Now, of course, the Pakistani ISI does as well in Afghanistan, but here is the Taliban, which is our prime enemy in Afghanistan in terms of what is launching attacks against the civilian population, against American forces, and it has got two very powerful state backers. So, you know, here is the bottom line: if you are an American soldier or American commander or a General on the ground in Afghanistan, who is it you are fighting, you know? Are you fighting these stateless actors who are just coming your way or waging jihad against you or are you fighting proxies of states who are killing American soldiers? I will tell you that the evidence is just overwhelming that, in fact, these are proxies of states, they work with states.

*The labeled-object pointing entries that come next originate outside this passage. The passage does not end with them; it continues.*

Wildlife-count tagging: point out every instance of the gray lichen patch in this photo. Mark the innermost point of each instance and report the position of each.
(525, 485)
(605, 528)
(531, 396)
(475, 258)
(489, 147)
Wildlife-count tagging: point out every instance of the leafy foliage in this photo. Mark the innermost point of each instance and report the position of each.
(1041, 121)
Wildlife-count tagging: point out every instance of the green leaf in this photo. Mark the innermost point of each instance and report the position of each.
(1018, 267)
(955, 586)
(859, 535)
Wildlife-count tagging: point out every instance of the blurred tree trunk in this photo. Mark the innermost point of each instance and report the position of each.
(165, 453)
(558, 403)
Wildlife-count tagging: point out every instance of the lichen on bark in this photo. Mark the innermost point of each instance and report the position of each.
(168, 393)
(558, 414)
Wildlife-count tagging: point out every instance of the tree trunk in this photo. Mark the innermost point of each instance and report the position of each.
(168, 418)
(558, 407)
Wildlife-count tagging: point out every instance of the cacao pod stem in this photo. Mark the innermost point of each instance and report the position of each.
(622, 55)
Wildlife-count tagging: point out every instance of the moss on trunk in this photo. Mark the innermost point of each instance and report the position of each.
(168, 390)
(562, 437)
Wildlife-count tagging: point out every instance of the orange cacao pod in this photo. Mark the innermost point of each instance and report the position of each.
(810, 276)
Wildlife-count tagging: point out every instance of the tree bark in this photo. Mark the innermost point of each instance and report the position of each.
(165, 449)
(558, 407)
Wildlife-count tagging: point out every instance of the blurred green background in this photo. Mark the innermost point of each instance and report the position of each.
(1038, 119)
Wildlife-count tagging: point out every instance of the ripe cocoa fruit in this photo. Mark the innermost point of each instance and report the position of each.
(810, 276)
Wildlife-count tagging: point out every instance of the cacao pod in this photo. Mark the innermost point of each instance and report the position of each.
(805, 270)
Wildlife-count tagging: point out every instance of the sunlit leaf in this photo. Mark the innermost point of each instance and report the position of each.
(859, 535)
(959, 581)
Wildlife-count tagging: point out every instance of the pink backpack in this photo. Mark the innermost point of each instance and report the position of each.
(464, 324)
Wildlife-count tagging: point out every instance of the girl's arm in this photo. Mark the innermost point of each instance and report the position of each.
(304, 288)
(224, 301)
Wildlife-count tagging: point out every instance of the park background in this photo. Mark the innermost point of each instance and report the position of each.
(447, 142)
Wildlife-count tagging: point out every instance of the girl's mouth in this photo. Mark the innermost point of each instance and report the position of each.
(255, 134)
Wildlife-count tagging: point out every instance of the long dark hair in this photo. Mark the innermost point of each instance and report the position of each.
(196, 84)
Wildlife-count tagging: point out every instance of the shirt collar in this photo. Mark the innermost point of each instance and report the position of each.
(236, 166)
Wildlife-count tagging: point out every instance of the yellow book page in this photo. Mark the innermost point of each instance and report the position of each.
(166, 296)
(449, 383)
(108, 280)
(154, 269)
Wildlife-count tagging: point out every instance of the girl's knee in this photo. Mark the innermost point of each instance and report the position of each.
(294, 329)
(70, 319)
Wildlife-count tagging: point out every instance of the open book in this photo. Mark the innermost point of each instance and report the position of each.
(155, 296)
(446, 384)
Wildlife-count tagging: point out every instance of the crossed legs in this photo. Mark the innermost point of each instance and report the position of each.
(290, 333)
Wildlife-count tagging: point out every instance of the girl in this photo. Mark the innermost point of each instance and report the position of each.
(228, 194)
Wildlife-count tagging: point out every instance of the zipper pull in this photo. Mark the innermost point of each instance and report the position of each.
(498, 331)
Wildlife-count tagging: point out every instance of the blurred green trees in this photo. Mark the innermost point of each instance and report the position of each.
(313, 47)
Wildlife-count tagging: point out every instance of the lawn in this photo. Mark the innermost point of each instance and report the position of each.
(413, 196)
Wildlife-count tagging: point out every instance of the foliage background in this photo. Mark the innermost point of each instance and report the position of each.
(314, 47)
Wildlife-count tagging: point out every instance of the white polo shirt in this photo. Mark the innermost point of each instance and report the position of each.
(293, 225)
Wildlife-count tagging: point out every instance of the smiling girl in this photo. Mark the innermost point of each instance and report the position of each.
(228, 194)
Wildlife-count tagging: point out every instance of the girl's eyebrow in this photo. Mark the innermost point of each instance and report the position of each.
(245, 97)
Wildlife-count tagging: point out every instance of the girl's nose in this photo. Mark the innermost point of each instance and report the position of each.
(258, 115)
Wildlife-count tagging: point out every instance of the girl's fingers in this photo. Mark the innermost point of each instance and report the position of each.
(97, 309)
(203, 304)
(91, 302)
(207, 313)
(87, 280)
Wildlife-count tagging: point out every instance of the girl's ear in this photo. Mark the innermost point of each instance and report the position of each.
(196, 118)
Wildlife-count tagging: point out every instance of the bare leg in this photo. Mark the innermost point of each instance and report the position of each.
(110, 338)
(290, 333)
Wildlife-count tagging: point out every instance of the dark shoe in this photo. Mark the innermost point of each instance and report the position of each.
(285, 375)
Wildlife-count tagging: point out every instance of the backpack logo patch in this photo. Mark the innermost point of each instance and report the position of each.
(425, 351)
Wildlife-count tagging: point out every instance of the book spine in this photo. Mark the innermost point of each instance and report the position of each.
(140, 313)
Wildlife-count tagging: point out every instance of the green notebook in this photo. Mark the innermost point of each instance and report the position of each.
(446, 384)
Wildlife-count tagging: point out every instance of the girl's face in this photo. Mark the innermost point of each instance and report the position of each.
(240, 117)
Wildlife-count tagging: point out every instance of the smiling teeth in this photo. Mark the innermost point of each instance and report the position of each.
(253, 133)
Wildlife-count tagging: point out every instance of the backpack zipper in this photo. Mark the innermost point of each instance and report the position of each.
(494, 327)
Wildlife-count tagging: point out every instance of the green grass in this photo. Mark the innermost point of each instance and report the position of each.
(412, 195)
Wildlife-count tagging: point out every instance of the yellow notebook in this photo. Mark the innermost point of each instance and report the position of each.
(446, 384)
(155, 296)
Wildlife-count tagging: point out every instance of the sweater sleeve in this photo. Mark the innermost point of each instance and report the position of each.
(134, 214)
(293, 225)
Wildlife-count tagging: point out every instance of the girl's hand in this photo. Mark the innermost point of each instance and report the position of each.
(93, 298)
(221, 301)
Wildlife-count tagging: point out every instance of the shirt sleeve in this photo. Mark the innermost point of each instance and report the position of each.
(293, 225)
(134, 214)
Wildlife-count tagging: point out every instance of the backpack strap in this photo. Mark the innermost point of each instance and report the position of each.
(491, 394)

Now, that does not mean necessarily that Al Qaeda or its affiliates were wholly owned by states, that is not the truth, okay, and it is not that they were totally under direct control of states, that is not the truth either, but states have worked with them to amplify their capabilities and have worked with them to achieve common objectives. That is the truth of the matter and there are a lot of different states along those lines.

I will give you another quick example outside of South Asia. If you go to Yemen, [there is] Al Qaeda in the Arabian Peninsula (AQAP). We all know Al Qaeda in the Arabian Peninsula is now, according to the Obama administration, the greatest threat to us in terms of terrorism, okay, in terms of Al Qaeda affiliates and Al Qaeda itself because it is the one that is actually taking the lead in launching attacks against us.

Well, again, here is a piece of information that comes out from all the leaked documents. The number two player in Yemen is a guy named General Ali Mohsen al-Ahmar. He is a guy who brought President Saleh to power in 1978, part of a tripartite agreement between, basically, Saleh’s backers, the Islamists, and the military. Now, Ali Mohsen al-Ahmar is, in fact, according to State Department cables and according to leaked intelligence documents, a longtime supporter of jihadism and terrorism, and, in fact, he is a longtime supporter of Osama bin Laden.

This is the number two guy in the military or number one guy in the military, but number two guy in all of Yemen, who is a prime Al Qaeda backer. If you think about that for a second, here is another state that, in fact – or elements there of that are sponsoring Al Qaeda, and, in fact, General Ali Mohsen al-Ahmar actually founded or helped found the original Al Qaeda affiliate in Yemen, which was called the Islamic Army of Aden, which grew into Al Qaeda’s formal affiliate and helped launch the USS Cole bombing among other things.

Oh, well, the USS Cole Bombing, the guy who executed that is down at Guantanamo. Leaked documents on him show that, in fact, he had a great relationship with the Yemeni political security organization in the government of Yemen, and worked closely with them, a guy named Nashiri, and he had state backers there to help him do that.

Wait a minute now, now, we have tied another government, another jihadist-sponsoring state to Al-Qaeda and an Al Qaeda attack, so what is the common theme of all this? If you had not guessed, it is that the stateless paradigm does not make any sense and that we really needed a different way of viewing these things and a different way of talking about them, in order to try to understand the enemy we fight. And that the war, as Peter Bergen said, is not over, it is just beginning, I would say, in some ways because these states have been basically held unaccountable for all this stuff for all these years.

And so, all of the ideological problems that were talked about earlier today I think are all hold, and I think it was brilliantly outlined for you by the other presenters. I would say the other half of that are the jihadist states actually sponsored that ideology in various ways, and they use it for their own gain. They manipulate those who adhere to it, and they, basically, as far as our own government is concerned, are not even in that game. Thanks.